A New Variable in the Debate About Gender Pay Difference
August 3, 2012 -- Scottsdale, AZ -- Interesting article in this week’s Wharton e-newsletter (highly recommend you subscribe for free if you don’t already) highlights an academic study on "gender segregation" and pay. My experience as a staff member of this compensation association for the past decade is that the issue of gender pay differences can be like the issue of “excessive” executive pay: more complex than it appears and not many people want to talk about it – or if they do, they tend to have a very strong opinion.

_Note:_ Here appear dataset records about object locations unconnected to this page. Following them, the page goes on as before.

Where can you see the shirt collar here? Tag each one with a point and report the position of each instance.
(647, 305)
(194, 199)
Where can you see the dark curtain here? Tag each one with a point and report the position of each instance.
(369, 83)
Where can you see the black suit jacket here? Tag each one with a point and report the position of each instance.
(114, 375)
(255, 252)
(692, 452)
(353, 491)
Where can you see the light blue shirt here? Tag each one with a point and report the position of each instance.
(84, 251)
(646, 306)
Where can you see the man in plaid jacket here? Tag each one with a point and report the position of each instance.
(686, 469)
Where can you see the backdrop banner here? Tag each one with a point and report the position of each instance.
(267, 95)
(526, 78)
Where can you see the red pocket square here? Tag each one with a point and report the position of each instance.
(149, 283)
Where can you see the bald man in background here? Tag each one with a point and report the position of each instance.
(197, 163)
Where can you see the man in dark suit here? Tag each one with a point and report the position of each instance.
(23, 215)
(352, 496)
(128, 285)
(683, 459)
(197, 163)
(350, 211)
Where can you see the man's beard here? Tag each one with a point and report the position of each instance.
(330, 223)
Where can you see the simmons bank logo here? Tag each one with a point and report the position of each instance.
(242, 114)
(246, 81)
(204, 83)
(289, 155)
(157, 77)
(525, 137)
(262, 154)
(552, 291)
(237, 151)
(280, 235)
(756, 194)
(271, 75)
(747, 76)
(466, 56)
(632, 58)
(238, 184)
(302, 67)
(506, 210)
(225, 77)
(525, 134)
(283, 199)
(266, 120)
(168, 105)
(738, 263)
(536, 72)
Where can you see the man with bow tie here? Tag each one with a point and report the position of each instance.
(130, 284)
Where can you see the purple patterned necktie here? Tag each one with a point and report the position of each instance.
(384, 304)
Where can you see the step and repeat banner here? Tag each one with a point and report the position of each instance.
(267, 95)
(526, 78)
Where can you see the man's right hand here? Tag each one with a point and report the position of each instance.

Over the years, I’ve looked at what seems like countless studies about gender pay differences but this one has a new angle that I haven’t seen before. A couple of management professors looked at a group of men and women MBA students and studied the choices they made in their job application process. They didn’t look at simple wages earned year-over-year, or the effect of time out of the workforce for childbirth, or any of the other variables that I’ve seen tested.
With a sample of more than 1,200 students (which the authors point out is “far from representative of the population at large”), the academics found the following: “…women were significantly less likely to apply to Wall Street-type finance jobs, somewhat less likely to apply to consulting jobs, and more likely to apply to jobs in general management, most notably internal finance and marketing. Not coincidentally, the finance and consulting jobs that women avoided were also the ones that were most highly paid.”
Please don’t misinterpret that I am writing about this because I think this is particularly good research or the “final word” on the gender pay issue. These folks seem like competent academics, but it obviously won't be the final word. Gender pay difference has always been a very complex -- and sometimes heated -- issue, and I honestly don't see that changing anytime soon. I’m merely placing this new study into the conversation that occasionally pops up about gender pay differences.
The opinions expressed are solely those of the author and do not necessarily represent those of WorldatWork.